Hugo chuckled. “Well, let’s just say I’m glad to hear you acknowledge a conscience.”
Tom raised an eyebrow, then leaned in and lowered his voice to a whisper. “Fuck you, Marston. I’m a goddamn saint.”
They both looked up as Winkler pushed herself to her knees and called out, “I have something!”
The investigators moved in closer and two of the evidence technicians joined them, one firing up his video camera to record the actual excavation. The other held a stack of paper bags into which the bones would go, the paper absorbing any moisture and preventing formation of mold or fungi.

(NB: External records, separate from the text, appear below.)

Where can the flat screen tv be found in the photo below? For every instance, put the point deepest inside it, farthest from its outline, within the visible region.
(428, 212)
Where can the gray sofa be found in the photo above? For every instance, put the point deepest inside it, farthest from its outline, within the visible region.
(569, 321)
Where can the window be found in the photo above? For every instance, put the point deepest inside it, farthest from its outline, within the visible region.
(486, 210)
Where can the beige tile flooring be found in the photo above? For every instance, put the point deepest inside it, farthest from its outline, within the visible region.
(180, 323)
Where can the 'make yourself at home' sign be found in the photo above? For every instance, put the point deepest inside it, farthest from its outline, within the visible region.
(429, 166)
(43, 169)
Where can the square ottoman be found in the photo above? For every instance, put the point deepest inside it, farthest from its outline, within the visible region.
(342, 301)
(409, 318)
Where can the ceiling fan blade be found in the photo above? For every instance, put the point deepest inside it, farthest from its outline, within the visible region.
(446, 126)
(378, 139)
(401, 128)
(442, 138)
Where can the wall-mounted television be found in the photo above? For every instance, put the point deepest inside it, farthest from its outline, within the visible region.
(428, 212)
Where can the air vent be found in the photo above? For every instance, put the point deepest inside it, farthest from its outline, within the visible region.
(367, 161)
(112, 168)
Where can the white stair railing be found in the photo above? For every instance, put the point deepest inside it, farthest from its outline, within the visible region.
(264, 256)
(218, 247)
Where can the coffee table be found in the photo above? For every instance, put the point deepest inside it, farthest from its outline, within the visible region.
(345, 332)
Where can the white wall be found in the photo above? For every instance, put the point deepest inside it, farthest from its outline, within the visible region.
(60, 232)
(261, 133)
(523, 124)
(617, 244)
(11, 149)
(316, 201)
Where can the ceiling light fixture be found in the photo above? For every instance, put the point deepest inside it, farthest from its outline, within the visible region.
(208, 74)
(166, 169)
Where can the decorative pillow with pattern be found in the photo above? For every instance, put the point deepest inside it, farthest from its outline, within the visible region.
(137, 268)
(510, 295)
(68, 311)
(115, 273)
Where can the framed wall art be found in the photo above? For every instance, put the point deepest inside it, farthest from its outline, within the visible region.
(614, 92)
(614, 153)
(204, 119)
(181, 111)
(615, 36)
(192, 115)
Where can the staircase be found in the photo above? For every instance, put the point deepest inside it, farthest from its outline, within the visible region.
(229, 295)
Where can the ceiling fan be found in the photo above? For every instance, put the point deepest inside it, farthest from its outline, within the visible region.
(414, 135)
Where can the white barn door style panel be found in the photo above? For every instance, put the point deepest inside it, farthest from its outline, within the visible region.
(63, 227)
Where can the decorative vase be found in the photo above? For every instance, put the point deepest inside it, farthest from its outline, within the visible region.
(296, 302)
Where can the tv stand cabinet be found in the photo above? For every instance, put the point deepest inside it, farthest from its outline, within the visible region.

It took two hours, but one by one the bones of a little boy came out of the soil and into the light. Hugo found the scene bizarre, like a funeral in reverse; awed and respectful watchers gathered around the lip of the child’s grave, holding onto their emotions as his bones were freed from the muddy and anonymous hole that had held him in death as his fragile remains were raised from the dark and brought back into the light, into the land of the living. The last piece to come out caused Camille Lerens to utter a prayer and Tom to rest a hand on Hugo’s shoulder, the communion necessary to withstand the sight of a mud-encrusted skull lifted from the grave and placed like a holy relic on the canvas, where it sat looking at them in wide-eyed surprise before another set of gloved hands picked it up and gently placed it in a cardboard box.
Hugo, Tom, and Camille Lerens stopped on the way back to Paris at a restaurant that Tom had read about somewhere, an article declaring it world-beating for its champagne coq-au-vin.
“Don’t worry,” Tom said as they sat down, “the alcohol burns off in the pot.”
“I’m not worried,” Hugo said. “Just wondering which wine to order.”
“Hey, go for it. Be a good test, and you can’t go on martyring yourself forever.”
“Just for that, I’ll drink sparkling water.”
“You hate sparkling water.”
“That’s what martyrs do,” Hugo said. “Anyway, the stuff helps me think.”